The fact that the Democrats have more seats up for grabs probably isn’t surprising: after all, they hold the largest majorities in both Houses of Congress in years. What should worry them more is a recent Pew Research poll which found that 31 percent of Americans do not want to see their incumbent reelected: much higher than the historical average of 23 percent. Thirty-one percent may not seem like a high number, but given the fact that incumbents have been reelected on average over 90 percent of the time in recent years, an almost ten-point shift in anti-incumbency feeling is majorly bad news for

the Democrats.

Perhaps even more dangerous for the Democrats is the recent shift of Independents away from their party. According to the most recent Gallup survey, 47 percent of Independents would vote for a generic Republican candidate over a Democratic one, while only 31 percent would vote for a Democrat. Considering that just prior to the 2008 election Independents favored Democrats by a 46 percent-39 percent advantage, these latest numbers represent a catastrophic loss of Independent support for the Democratic Party. Independents are hugely important in political races: over 90 percent of Democrats and Republicans intend to vote for their party’s candidate, meaning that the only way to win (unless your district is over 50 percent your party) is to court the Independent vote. Independents were to a large extent responsible for recent Republican victories in those special elections I mentioned earlier.

Even in states as heavily Democratic as New Jersey and Massachusetts, the shift in Independent support to Republicans allowed the GOP candidates to overcome the relative lack of Republican voters in their race and claim victory.
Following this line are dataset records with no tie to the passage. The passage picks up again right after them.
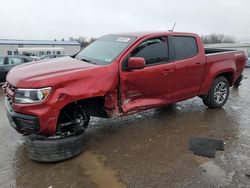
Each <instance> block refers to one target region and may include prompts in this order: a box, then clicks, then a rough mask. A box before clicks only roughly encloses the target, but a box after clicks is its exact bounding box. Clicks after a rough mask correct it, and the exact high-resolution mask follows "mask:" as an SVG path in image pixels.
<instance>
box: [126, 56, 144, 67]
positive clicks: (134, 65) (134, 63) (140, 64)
mask: <svg viewBox="0 0 250 188" xmlns="http://www.w3.org/2000/svg"><path fill="white" fill-rule="evenodd" d="M145 65H146V62H145V59H144V58H142V57H131V58H129V60H128V68H127V69H128V70H134V69H143V68H144V67H145Z"/></svg>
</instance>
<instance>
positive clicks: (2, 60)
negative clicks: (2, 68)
mask: <svg viewBox="0 0 250 188" xmlns="http://www.w3.org/2000/svg"><path fill="white" fill-rule="evenodd" d="M3 64H4V57H0V65H3Z"/></svg>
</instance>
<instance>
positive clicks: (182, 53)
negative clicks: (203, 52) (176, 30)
mask: <svg viewBox="0 0 250 188" xmlns="http://www.w3.org/2000/svg"><path fill="white" fill-rule="evenodd" d="M173 38H174V47H175V54H176V59H185V58H190V57H193V56H195V55H197V54H198V47H197V43H196V40H195V38H194V37H187V36H174V37H173Z"/></svg>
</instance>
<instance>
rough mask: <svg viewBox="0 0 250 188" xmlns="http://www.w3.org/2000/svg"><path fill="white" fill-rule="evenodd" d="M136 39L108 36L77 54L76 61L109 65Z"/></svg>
mask: <svg viewBox="0 0 250 188" xmlns="http://www.w3.org/2000/svg"><path fill="white" fill-rule="evenodd" d="M135 39H136V37H131V36H121V35H106V36H104V37H101V38H100V39H98V40H96V41H95V42H93V43H92V44H90V45H89V46H87V47H86V48H84V49H83V50H82V51H81V52H80V53H79V54H77V56H76V59H79V60H83V61H87V62H89V63H94V64H97V65H107V64H109V63H111V62H112V61H113V60H114V59H115V58H116V57H118V56H119V55H120V53H121V52H122V51H123V50H124V49H125V48H127V47H128V46H129V45H130V44H131V43H132V42H133V41H134V40H135Z"/></svg>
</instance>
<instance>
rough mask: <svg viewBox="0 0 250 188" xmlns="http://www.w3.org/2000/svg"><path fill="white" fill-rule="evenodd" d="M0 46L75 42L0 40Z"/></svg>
mask: <svg viewBox="0 0 250 188" xmlns="http://www.w3.org/2000/svg"><path fill="white" fill-rule="evenodd" d="M0 44H5V45H9V44H13V45H15V44H16V45H77V46H80V43H78V42H76V41H54V40H15V39H0Z"/></svg>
If there are enough Independents in Massachusetts and New Jersey to swing an election to the Republican column, there are enough Independents in any district in the

nation to do the same.

So what does all this have to do with Mike Pence and CPAC? Well, despite the fact that I consider myself a conservative and a Republican, I would offer a word of caution to the giddy CPAC attendees. Independents are moving away from Democrats: not towards Republicans. The percentage of independents voting for a generic Republican is still below 50 percent. Independents voted for the GOP in those special elections not because the candidates stressed conservatism but rather because they ran as moderate Republicans who focused on general issues such as the economy, the deficit, health care and terrorism rather than traditional hard-core conservative issues like abortion.
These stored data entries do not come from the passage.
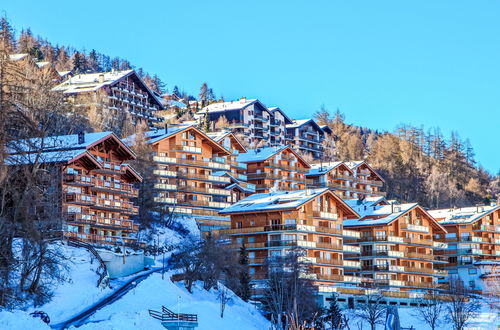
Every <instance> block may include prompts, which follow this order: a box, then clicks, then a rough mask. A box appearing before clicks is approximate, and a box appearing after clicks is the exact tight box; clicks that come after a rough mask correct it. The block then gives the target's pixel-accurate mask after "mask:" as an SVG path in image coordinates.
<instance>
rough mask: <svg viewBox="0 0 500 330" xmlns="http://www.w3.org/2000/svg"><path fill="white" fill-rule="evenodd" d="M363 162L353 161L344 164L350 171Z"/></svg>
mask: <svg viewBox="0 0 500 330" xmlns="http://www.w3.org/2000/svg"><path fill="white" fill-rule="evenodd" d="M364 162H365V161H363V160H355V161H350V162H345V164H346V165H347V166H348V167H349V168H350V169H351V170H352V169H355V168H356V167H358V166H359V165H361V164H363V163H364Z"/></svg>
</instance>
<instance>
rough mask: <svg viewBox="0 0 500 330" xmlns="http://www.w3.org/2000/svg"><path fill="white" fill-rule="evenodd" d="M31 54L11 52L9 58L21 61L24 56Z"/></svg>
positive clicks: (14, 59) (9, 55)
mask: <svg viewBox="0 0 500 330" xmlns="http://www.w3.org/2000/svg"><path fill="white" fill-rule="evenodd" d="M28 55H29V54H10V55H9V59H10V60H11V61H19V60H22V59H23V58H25V57H27V56H28Z"/></svg>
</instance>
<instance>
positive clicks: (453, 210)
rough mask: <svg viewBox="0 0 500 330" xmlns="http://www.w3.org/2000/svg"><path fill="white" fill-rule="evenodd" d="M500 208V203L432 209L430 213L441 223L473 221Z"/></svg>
mask: <svg viewBox="0 0 500 330" xmlns="http://www.w3.org/2000/svg"><path fill="white" fill-rule="evenodd" d="M498 209H500V205H490V206H477V207H476V206H474V207H463V208H458V209H440V210H431V211H429V214H430V215H432V216H433V217H434V218H435V219H437V220H438V221H439V223H440V224H455V223H471V222H474V221H477V220H479V219H481V218H482V217H484V216H486V215H488V214H490V213H492V212H494V211H496V210H498Z"/></svg>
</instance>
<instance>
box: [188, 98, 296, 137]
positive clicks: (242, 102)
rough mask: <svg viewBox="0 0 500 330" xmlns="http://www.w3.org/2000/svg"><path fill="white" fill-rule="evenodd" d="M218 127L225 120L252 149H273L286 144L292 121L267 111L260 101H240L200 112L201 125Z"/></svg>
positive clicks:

Mike Pence’s call for a renewed conservative majority on the Hill is sure to fire up CPAC attendees, but probably not the one group which Republicans need to win: Independents. Independents are more concerned with general issues that affect wide margins of Americans and are likely to shy away from hard-right candidates. In my opinion, the biggest message to take away from the huge shift in Independents’ voting choice is that they are not happy with

either party.

Perhaps this is because they feel neither party accurately reflects their views: for too long they have been forced to choose between the hard left or the hard right. In 2008 they broke for the Democrats (Obama in particular) because the Democratic theme was one of a “new kind of politics,” and a “post-partisan” atmosphere in which Congress would stop its bickering and actually accomplish something.
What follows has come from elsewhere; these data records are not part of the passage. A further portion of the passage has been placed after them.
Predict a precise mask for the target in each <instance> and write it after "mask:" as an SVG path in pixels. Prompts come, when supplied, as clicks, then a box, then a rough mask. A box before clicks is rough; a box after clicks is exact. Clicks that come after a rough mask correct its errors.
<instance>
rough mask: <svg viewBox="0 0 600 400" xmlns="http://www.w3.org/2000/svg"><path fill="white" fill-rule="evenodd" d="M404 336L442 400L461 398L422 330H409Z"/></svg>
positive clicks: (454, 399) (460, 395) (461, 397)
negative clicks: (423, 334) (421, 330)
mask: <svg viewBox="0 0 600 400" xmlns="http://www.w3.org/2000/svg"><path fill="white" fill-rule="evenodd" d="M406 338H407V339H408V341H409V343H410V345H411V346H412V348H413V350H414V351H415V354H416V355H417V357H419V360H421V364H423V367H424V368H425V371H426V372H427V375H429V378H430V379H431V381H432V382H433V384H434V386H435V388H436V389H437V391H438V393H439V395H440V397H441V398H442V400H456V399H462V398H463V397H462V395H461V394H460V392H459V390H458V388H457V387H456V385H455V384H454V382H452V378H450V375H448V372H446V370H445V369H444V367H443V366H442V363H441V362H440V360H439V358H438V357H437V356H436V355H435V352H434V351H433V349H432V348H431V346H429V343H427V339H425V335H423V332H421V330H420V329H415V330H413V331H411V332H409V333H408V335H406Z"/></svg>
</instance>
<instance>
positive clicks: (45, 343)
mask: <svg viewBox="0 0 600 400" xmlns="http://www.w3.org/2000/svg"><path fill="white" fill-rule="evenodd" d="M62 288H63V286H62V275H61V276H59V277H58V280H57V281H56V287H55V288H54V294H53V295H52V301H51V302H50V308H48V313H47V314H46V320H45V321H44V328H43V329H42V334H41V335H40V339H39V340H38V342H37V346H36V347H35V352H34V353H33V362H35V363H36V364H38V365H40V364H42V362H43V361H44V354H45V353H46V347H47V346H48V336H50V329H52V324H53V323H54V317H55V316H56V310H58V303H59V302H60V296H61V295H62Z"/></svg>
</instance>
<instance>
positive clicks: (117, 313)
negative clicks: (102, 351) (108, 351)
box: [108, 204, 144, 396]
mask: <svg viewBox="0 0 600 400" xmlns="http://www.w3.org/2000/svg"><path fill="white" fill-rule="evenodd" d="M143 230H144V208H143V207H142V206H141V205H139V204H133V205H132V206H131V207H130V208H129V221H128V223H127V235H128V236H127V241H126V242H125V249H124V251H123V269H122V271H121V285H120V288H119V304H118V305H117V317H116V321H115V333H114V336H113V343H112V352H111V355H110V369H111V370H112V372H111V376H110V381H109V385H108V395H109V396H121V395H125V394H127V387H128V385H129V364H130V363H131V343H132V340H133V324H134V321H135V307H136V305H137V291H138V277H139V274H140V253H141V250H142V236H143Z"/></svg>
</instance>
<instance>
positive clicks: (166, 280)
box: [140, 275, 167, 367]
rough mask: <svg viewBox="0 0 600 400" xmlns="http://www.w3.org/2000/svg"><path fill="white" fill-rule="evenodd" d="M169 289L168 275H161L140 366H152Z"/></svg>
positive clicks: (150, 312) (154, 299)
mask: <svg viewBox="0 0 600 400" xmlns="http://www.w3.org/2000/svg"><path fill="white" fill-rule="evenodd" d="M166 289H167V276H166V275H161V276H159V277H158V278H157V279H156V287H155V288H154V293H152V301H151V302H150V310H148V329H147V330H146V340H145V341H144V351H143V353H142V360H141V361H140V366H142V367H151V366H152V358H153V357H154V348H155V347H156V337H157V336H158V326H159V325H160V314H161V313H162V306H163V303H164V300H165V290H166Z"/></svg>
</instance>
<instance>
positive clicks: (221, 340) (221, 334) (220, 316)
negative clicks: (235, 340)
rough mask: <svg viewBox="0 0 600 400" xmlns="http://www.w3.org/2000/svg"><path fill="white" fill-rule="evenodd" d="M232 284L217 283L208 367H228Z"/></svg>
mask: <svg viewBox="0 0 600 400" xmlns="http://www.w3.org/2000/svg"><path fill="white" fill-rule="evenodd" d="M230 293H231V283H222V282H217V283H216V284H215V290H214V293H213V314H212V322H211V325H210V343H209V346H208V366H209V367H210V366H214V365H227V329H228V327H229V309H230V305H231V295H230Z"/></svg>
The way the Democrats have acted since their assumption of power has been anything but post-partisan: indeed, their actions have been just as ruthless and ideological as the Republicans were from 2000-2006. The shift among Independents away from the Democrats reflects this perception. What Republicans need to do is recognize this Independent mind-set and move towards the center. Instead of a conservative moment, the Republicans need to realize that we are in the midst of something far different: a moderate moment.